Welcome to LIBCAP!

Under construction

Temporary, old documentation:


This code is under development and being moved to a separate library, as it is needed in other projects. Expect this to change in the near future.


An LCD refers to objects managed by the microkernel - like a page of memory - using an integer identifier, similar to a file descriptor; these are called capability pointers, or cptr_t's.

The microkernel resolves these integer identifiers to the objects and the LCD's rights using a capability space, or cspace. Each LCD has a capability space.

A cspace is a radix-tree-like data structure (but the look up is a bit different). Each node in the tree contains multiple slots that contain pointers to further nodes, or object and rights data. The slots are called cnodes and the nodes in the tree are called cnode tables. So, each cnode is either empty, contains a pointer to another cnode table, or contains object and rights data.

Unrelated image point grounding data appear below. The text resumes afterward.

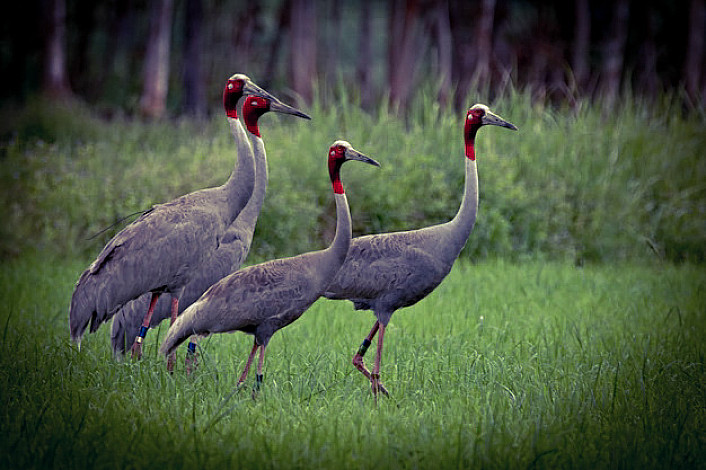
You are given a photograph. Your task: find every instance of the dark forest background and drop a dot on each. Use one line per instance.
(171, 56)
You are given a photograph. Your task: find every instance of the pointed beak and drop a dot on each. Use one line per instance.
(278, 107)
(495, 120)
(353, 154)
(251, 89)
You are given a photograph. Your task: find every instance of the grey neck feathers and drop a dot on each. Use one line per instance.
(248, 216)
(342, 240)
(462, 224)
(239, 186)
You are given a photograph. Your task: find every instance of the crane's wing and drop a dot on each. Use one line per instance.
(158, 251)
(386, 270)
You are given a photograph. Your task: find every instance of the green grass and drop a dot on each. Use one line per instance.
(536, 365)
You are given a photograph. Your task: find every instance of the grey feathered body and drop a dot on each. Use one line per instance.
(389, 271)
(261, 299)
(230, 255)
(160, 251)
(227, 258)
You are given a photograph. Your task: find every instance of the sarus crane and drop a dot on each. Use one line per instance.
(261, 299)
(228, 257)
(160, 251)
(389, 271)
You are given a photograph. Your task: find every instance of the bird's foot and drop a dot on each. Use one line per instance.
(192, 359)
(257, 386)
(377, 386)
(137, 348)
(171, 360)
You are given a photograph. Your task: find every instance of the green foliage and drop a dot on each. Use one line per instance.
(504, 366)
(581, 184)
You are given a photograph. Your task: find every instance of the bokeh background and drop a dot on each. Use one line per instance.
(109, 107)
(169, 56)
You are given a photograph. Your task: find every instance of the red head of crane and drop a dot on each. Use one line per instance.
(158, 252)
(261, 299)
(386, 272)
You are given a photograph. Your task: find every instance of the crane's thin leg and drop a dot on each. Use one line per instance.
(375, 376)
(244, 375)
(175, 310)
(192, 360)
(137, 345)
(358, 357)
(259, 376)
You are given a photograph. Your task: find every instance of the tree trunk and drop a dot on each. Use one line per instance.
(614, 52)
(484, 44)
(582, 42)
(156, 69)
(648, 80)
(405, 49)
(694, 62)
(365, 59)
(55, 82)
(275, 46)
(194, 101)
(444, 43)
(302, 54)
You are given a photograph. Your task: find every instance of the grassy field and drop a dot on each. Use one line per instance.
(536, 365)
(571, 333)
(581, 185)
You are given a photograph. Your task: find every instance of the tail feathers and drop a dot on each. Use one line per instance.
(90, 304)
(82, 310)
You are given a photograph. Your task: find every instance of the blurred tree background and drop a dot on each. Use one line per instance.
(171, 56)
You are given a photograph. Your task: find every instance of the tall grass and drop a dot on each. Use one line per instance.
(505, 366)
(579, 184)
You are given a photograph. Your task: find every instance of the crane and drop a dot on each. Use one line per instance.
(389, 271)
(229, 255)
(261, 299)
(159, 252)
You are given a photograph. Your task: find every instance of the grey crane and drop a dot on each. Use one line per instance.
(386, 272)
(261, 299)
(229, 255)
(159, 252)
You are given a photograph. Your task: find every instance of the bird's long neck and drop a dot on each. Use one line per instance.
(462, 224)
(338, 250)
(248, 216)
(239, 186)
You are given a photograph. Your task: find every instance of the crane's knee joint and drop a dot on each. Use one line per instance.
(363, 348)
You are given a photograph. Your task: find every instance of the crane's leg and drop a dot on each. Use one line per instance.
(137, 345)
(259, 377)
(375, 375)
(244, 375)
(358, 357)
(175, 310)
(192, 360)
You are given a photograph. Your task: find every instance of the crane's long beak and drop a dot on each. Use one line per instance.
(353, 154)
(278, 107)
(495, 120)
(252, 89)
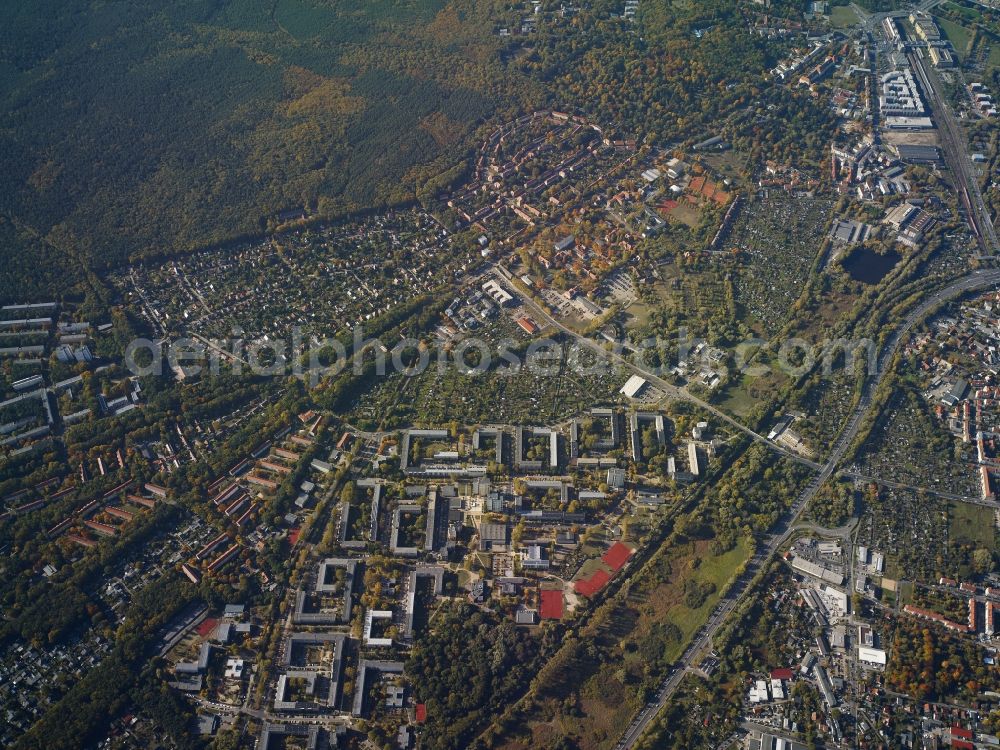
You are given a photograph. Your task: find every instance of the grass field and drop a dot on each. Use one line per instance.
(714, 570)
(635, 639)
(842, 17)
(959, 36)
(972, 524)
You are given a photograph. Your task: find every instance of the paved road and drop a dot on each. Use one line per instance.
(785, 527)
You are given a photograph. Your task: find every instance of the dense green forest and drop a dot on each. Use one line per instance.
(160, 127)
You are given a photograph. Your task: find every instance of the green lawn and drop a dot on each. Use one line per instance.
(842, 17)
(736, 400)
(972, 524)
(959, 36)
(717, 570)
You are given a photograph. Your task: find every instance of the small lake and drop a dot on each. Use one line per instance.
(868, 267)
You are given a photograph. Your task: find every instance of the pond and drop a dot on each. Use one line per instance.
(868, 267)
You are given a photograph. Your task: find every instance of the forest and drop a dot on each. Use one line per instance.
(163, 127)
(168, 127)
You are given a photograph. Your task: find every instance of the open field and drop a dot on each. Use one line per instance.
(959, 36)
(842, 17)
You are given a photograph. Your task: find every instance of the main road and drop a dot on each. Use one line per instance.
(785, 526)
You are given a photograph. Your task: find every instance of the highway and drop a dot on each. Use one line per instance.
(786, 525)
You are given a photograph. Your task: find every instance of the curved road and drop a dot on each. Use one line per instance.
(784, 528)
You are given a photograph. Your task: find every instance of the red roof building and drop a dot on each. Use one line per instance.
(617, 556)
(551, 606)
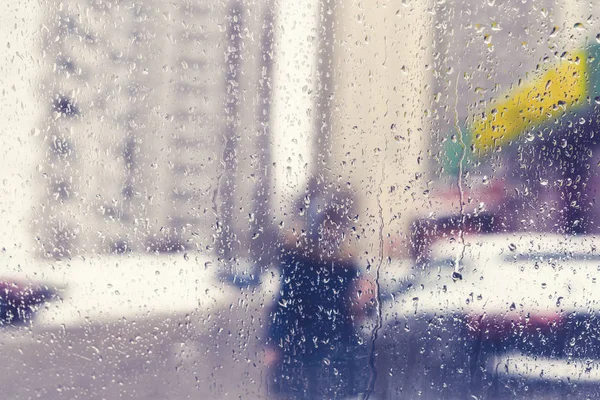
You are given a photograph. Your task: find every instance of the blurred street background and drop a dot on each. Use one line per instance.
(153, 153)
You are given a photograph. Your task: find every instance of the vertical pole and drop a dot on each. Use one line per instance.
(322, 129)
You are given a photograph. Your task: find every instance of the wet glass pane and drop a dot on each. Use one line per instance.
(299, 200)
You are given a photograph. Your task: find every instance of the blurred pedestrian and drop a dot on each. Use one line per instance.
(315, 350)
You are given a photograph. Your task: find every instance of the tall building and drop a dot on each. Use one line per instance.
(151, 125)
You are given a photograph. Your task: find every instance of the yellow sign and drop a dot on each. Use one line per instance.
(549, 96)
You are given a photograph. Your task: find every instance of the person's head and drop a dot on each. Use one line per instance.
(326, 215)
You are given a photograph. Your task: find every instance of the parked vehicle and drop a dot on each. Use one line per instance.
(499, 315)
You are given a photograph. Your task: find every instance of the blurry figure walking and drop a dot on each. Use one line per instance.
(314, 350)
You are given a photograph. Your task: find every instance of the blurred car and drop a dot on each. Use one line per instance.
(498, 316)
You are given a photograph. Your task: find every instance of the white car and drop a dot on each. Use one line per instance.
(493, 316)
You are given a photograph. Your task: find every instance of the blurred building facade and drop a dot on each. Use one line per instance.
(151, 125)
(194, 125)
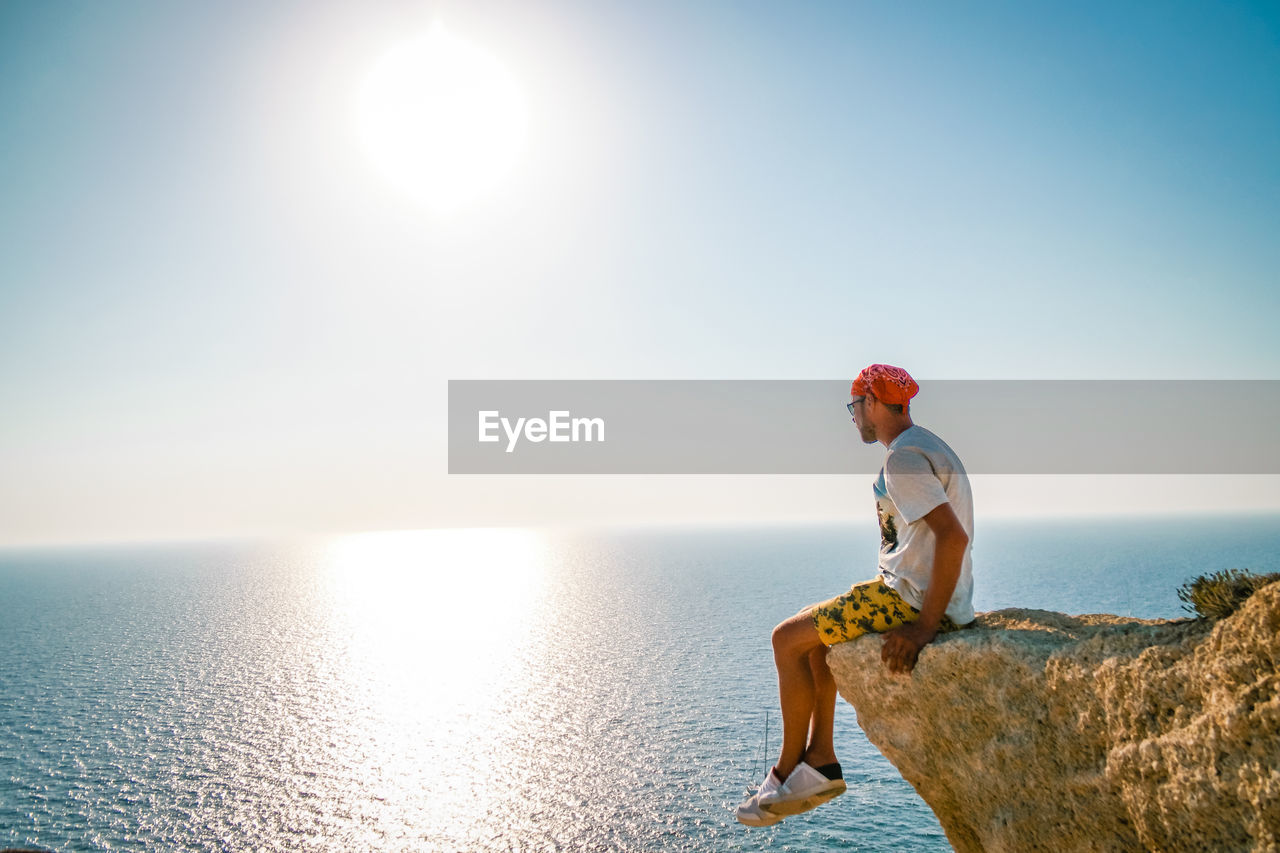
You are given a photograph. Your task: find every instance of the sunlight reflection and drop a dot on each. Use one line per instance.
(426, 600)
(434, 628)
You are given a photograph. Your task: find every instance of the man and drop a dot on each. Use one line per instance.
(924, 587)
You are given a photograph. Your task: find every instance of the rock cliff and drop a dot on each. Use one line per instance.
(1034, 730)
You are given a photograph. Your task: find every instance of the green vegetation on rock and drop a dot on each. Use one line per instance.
(1217, 594)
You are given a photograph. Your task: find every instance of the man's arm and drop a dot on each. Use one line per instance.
(903, 644)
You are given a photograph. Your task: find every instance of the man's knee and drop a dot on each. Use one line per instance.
(796, 635)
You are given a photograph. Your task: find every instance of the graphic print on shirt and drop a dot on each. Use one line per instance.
(886, 514)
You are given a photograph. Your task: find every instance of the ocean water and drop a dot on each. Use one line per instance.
(480, 689)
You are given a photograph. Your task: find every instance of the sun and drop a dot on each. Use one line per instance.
(442, 119)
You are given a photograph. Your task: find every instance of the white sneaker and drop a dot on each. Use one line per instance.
(804, 789)
(749, 810)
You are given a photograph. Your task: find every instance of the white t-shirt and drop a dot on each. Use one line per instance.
(919, 474)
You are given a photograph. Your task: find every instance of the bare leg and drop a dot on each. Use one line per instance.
(821, 748)
(792, 643)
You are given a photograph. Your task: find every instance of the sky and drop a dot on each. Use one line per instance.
(219, 318)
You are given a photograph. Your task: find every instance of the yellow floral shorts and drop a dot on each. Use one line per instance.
(869, 607)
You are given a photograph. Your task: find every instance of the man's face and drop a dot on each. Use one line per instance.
(867, 429)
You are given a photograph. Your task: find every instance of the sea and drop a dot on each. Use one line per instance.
(483, 689)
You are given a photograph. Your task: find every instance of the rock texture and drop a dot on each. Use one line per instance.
(1034, 730)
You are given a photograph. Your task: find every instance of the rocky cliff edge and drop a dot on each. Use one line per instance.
(1034, 730)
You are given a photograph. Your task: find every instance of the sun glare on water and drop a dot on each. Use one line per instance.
(442, 119)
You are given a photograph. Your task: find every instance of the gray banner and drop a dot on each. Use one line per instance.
(801, 427)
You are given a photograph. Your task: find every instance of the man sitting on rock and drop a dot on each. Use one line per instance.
(924, 587)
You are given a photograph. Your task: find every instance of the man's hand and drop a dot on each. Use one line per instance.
(903, 646)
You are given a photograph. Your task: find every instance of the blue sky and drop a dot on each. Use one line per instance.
(216, 318)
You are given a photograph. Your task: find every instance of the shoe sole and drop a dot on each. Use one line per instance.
(789, 807)
(760, 822)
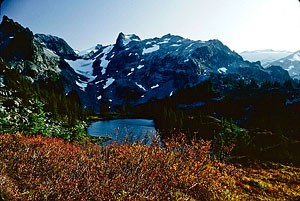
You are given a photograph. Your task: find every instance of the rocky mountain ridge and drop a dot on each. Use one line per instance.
(291, 64)
(266, 56)
(131, 71)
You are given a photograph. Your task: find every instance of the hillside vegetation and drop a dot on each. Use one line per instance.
(45, 168)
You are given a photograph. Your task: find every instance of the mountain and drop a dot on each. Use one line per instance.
(264, 56)
(136, 71)
(56, 44)
(290, 63)
(131, 71)
(21, 50)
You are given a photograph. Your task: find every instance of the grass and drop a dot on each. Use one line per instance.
(45, 168)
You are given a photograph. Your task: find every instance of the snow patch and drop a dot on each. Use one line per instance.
(222, 70)
(140, 66)
(141, 86)
(82, 85)
(150, 49)
(296, 57)
(104, 61)
(155, 86)
(83, 67)
(128, 39)
(165, 41)
(108, 82)
(290, 68)
(190, 46)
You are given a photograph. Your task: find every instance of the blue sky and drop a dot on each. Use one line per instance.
(239, 24)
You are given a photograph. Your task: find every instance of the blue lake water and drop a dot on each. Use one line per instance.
(134, 129)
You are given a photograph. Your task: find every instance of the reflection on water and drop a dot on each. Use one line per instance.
(122, 129)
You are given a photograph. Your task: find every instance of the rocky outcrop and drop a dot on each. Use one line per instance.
(135, 71)
(57, 45)
(131, 71)
(291, 64)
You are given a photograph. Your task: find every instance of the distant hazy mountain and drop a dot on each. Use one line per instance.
(264, 56)
(157, 67)
(290, 63)
(132, 70)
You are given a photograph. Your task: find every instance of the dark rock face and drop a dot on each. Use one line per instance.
(132, 71)
(291, 64)
(56, 44)
(278, 73)
(15, 41)
(23, 52)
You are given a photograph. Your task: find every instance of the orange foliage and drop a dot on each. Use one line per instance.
(44, 168)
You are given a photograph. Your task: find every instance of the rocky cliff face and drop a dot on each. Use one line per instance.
(136, 71)
(131, 71)
(291, 64)
(57, 45)
(20, 49)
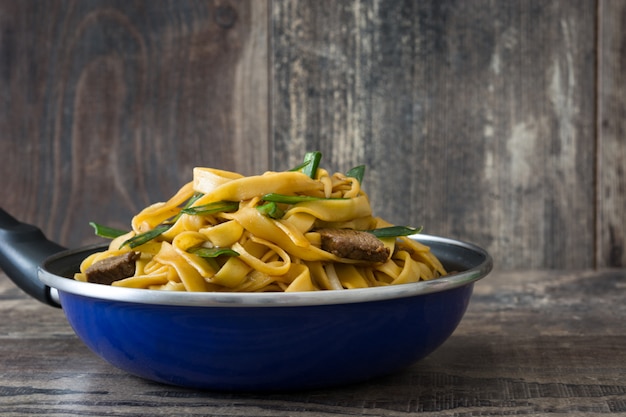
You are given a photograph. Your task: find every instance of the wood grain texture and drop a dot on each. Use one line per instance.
(108, 105)
(611, 134)
(499, 123)
(475, 119)
(531, 343)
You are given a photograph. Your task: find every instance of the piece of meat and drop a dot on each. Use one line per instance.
(353, 244)
(112, 269)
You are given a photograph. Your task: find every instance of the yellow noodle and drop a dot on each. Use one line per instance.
(267, 254)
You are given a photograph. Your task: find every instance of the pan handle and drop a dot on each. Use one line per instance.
(23, 248)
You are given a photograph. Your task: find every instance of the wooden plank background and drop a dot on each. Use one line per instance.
(500, 123)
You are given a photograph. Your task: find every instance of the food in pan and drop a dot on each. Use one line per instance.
(298, 230)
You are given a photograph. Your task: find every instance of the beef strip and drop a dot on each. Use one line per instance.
(112, 269)
(353, 244)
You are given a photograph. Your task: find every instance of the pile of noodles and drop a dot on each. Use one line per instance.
(265, 253)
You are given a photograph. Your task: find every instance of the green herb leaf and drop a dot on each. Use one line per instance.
(107, 232)
(212, 208)
(357, 172)
(212, 252)
(142, 238)
(271, 209)
(312, 160)
(395, 231)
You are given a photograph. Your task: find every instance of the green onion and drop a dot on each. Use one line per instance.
(394, 231)
(107, 232)
(212, 208)
(271, 209)
(142, 238)
(312, 161)
(357, 172)
(212, 252)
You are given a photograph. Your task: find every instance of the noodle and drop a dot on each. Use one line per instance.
(222, 232)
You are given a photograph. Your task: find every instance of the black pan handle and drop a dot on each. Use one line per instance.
(23, 248)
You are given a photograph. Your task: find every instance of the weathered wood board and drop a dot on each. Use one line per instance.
(499, 123)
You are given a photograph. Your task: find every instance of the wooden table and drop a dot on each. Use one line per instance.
(531, 343)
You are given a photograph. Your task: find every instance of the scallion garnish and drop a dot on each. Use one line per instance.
(271, 209)
(357, 172)
(312, 161)
(107, 232)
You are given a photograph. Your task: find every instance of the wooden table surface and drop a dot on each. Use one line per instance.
(531, 343)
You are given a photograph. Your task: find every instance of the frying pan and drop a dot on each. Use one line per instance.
(248, 341)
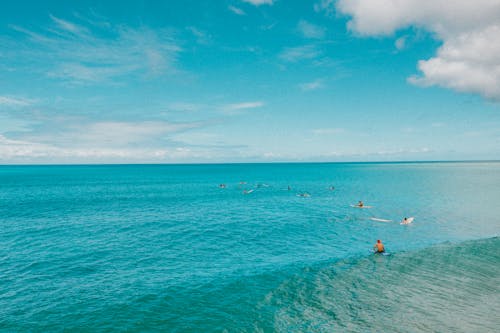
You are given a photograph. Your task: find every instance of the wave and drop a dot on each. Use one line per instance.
(444, 288)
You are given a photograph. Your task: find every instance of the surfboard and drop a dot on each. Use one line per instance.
(408, 220)
(379, 220)
(381, 253)
(364, 206)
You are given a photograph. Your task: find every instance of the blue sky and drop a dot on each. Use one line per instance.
(248, 81)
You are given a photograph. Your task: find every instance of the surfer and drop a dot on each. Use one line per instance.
(378, 247)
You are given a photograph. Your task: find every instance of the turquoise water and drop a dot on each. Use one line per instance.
(162, 247)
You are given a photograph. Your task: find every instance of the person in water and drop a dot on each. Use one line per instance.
(378, 247)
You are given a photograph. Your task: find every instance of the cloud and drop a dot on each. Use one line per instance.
(236, 10)
(328, 131)
(95, 53)
(108, 140)
(296, 54)
(310, 30)
(238, 107)
(400, 43)
(259, 2)
(314, 85)
(468, 59)
(201, 37)
(68, 26)
(14, 101)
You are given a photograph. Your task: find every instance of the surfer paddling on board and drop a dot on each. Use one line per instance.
(378, 247)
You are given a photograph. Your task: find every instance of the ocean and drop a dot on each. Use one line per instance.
(147, 248)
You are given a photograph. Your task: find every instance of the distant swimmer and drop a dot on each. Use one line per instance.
(378, 247)
(407, 220)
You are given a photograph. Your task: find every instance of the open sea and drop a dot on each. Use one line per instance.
(147, 248)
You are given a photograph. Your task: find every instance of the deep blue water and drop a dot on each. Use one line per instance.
(163, 247)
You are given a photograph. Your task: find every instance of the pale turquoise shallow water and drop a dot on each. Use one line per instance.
(162, 247)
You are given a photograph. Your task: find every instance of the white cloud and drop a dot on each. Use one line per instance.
(68, 26)
(259, 2)
(314, 85)
(296, 54)
(400, 43)
(467, 61)
(14, 101)
(328, 131)
(81, 54)
(310, 30)
(238, 107)
(109, 141)
(236, 10)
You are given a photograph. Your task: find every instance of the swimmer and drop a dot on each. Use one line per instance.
(378, 247)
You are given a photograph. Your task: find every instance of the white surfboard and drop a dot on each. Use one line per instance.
(362, 207)
(408, 220)
(379, 220)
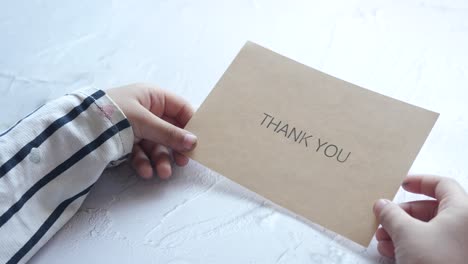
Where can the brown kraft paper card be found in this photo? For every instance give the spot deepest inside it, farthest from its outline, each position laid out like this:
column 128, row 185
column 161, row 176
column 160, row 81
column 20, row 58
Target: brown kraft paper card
column 316, row 145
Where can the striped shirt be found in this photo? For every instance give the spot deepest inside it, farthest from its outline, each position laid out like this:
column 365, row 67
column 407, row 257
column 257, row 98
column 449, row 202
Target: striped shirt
column 49, row 161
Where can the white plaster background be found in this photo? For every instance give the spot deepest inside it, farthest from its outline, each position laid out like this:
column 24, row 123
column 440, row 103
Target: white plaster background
column 415, row 51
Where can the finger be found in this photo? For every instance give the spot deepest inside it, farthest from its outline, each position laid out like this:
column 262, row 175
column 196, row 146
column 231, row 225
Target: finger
column 180, row 159
column 392, row 218
column 159, row 131
column 386, row 248
column 174, row 106
column 422, row 210
column 382, row 235
column 433, row 186
column 141, row 163
column 162, row 162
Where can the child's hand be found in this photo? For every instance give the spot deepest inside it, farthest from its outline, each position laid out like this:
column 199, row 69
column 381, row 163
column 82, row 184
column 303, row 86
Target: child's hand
column 432, row 231
column 157, row 118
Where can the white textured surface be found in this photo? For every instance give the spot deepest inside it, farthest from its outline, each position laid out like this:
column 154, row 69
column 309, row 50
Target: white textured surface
column 415, row 51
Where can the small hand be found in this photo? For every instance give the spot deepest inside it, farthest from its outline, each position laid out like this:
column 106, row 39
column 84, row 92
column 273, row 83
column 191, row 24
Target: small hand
column 157, row 118
column 430, row 231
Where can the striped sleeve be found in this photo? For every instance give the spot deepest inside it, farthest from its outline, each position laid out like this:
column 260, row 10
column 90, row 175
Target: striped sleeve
column 48, row 163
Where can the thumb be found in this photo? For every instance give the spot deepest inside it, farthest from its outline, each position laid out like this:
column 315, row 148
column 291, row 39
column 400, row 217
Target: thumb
column 160, row 131
column 391, row 216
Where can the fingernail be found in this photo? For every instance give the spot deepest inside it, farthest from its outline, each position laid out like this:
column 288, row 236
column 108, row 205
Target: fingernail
column 381, row 203
column 189, row 141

An LCD can grant a capability to another LCD. Suppose LCD A grants a capability to LCD B. When this happens, the cnode in LCD A's cspace becomes the parent of the cnode in LCD B's cspace, in a capability derivation tree, or CDT. If LCD B grants the rights on the same object to LCD C, the cnode in LCD C's cspace becomes a child of LCD B's cnode in the cdt, and so on. If LCD A decides to revoke rights, the microkernel will recursively delete the capabilities in LCD B's and LCD C's cspaces, using the cdt.

So, cspaces are contained in an LCD, but cdts have pointers that span across cspaces.

Relevant Files

  • lcd/domains/include/lcd-domains/types.h - cptr definition, simple functions, cspace configuration macros
  • lcd-domains/microkernel/internal.h - internal cspace function defs
  • lcd-domains/microkernel/cap.c - cspace implementation in microkernel
  • lcd-domains/kliblcd/cptr_cache.c - cptr cache implementation for klcd's
  • lcd/domains/liblcd/lcd/cap.c - cptr cache implementation for regular lcd's


Cspace init/destroy

Called by the microkernel when the LCD is created/destroyed.


When an object is first created / introduced into the microkernel, it is inserted into a cnode in the calling LCD's cspace, using __lcd_cap_insert. The calling LCD should provide a cptr to indicate where the object is placed. The microkernel will initialize a cdt with the cnode at the root.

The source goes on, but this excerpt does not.